These are great challenges that we face. And in moments like these, true allies do not walk away. For six years, the administration has missed opportunities to increase the United States’ influence in the region and help Israel achieve the peace she wants and the security she needs. The time has come for us to seize those opportunities.
The Israeli people, and Prime Minister Olmert, have made clear that they are more than willing to negotiate an end to the Israeli-Palestinian conflict that will result in two states living side by side in peace and security. But the Israelis must trust that they have a true Palestinian partner for peace. That is why we must strengthen the hands of Palestinian moderates who seek peace and that is why we must maintain the isolation of Hamas and other extremists who are committed to Israel’s destruction.
The U.S. and our partners have put before Hamas three very simple conditions to end this isolation: recognize Israel’s right to exist; renounce the use of violence; and abide by past agreements between Israel and the Palestinian Authority.
We should all be concerned about the agreement negotiated among Palestinians in Mecca last month. The reports of this agreement suggest that Hamas, Fatah, and independent ministers would sit in a government together, under a Hamas Prime Minister, without any recognition of Israel, without a renunciation of violence, and with only an ambiguous promise to “respect” previous agreements.
This should concern us all because it suggests that Mahmoud Abbas, who is a Palestinian leader I believe is committed to peace, felt forced to compromise with Hamas. However, if we are serious about the Quartet’s conditions, we must tell the Palestinians this is not good enough.
But as I said at the outset, Israel will have some heavy stones to carry as well. Its history has been full of tough choices in search of peace and security.
Yitzhak Rabin had the vision to reach out to longtime enemies. Ariel Sharon had the determination to lead Israel out of Gaza. These were difficult, painful decisions that went to the heart of Israel’s identity as a nation.
Many Israelis I talked to during my visit last year told me that they were prepared to make sacrifices to give their children a chance to know peace. These were people of courage who wanted a better life. And I know these are difficult times and it can be easy to lose hope. But we owe it to our sons and daughters, our mothers and fathers, and to all those who have fallen, to keep searching for peace and security — even though it can seem distant. This search is in the best interests of Israel. It is in the best interests of the United States. It is in the best interests of all of us.
We can and we should help Israelis and Palestinians both fulfill their national goals: two states living side by side in peace and security. Both the Israeli and Palestinian people have suffered from the failure to achieve this goal. The United States should leave no stone unturned in working to make that goal a reality.
But in the end, we also know that we should never seek to dictate what is best for the Israelis and their security interests. No Israeli Prime Minister should ever feel dragged to or blocked from the negotiating table by the United States.

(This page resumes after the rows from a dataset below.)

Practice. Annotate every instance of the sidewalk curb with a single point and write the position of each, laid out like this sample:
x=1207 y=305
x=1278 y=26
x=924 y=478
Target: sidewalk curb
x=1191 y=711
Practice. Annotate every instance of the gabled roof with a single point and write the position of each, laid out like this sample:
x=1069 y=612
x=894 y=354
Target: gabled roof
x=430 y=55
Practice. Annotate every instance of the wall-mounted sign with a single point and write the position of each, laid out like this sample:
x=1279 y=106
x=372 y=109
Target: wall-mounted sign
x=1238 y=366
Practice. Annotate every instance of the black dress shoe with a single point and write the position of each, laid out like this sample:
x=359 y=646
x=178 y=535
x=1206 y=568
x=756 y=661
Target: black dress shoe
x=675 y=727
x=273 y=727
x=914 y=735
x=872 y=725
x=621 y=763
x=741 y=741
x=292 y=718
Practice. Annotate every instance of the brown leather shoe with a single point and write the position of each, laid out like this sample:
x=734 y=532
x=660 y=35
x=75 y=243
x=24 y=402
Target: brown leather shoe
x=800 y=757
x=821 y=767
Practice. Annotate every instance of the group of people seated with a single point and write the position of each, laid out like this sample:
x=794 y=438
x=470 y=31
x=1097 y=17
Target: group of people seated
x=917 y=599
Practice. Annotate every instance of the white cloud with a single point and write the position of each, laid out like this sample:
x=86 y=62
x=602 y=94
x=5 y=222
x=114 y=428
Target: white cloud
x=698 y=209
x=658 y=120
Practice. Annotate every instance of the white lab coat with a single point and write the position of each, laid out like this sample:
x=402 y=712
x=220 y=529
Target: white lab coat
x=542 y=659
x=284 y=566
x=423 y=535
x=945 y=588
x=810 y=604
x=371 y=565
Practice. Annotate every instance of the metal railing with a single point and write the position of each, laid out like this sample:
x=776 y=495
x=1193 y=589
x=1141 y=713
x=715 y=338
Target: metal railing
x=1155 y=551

We must be partners – we must be active partners. Diplomacy in the Middle East cannot be done on the cheap. Diplomacy is measured by patience and effort. We cannot continue to have trips consisting of little more than photo-ops with little movement in between. Neither Israel nor the U.S. is served by this approach.
If I were to nitpick I might say that I could see circumstances in which an American President should drag an Israeli Prime Minister to the negotiating table, but for the most part Obama is correct in seeking a diplomatic settlement which provides “Peace with security.”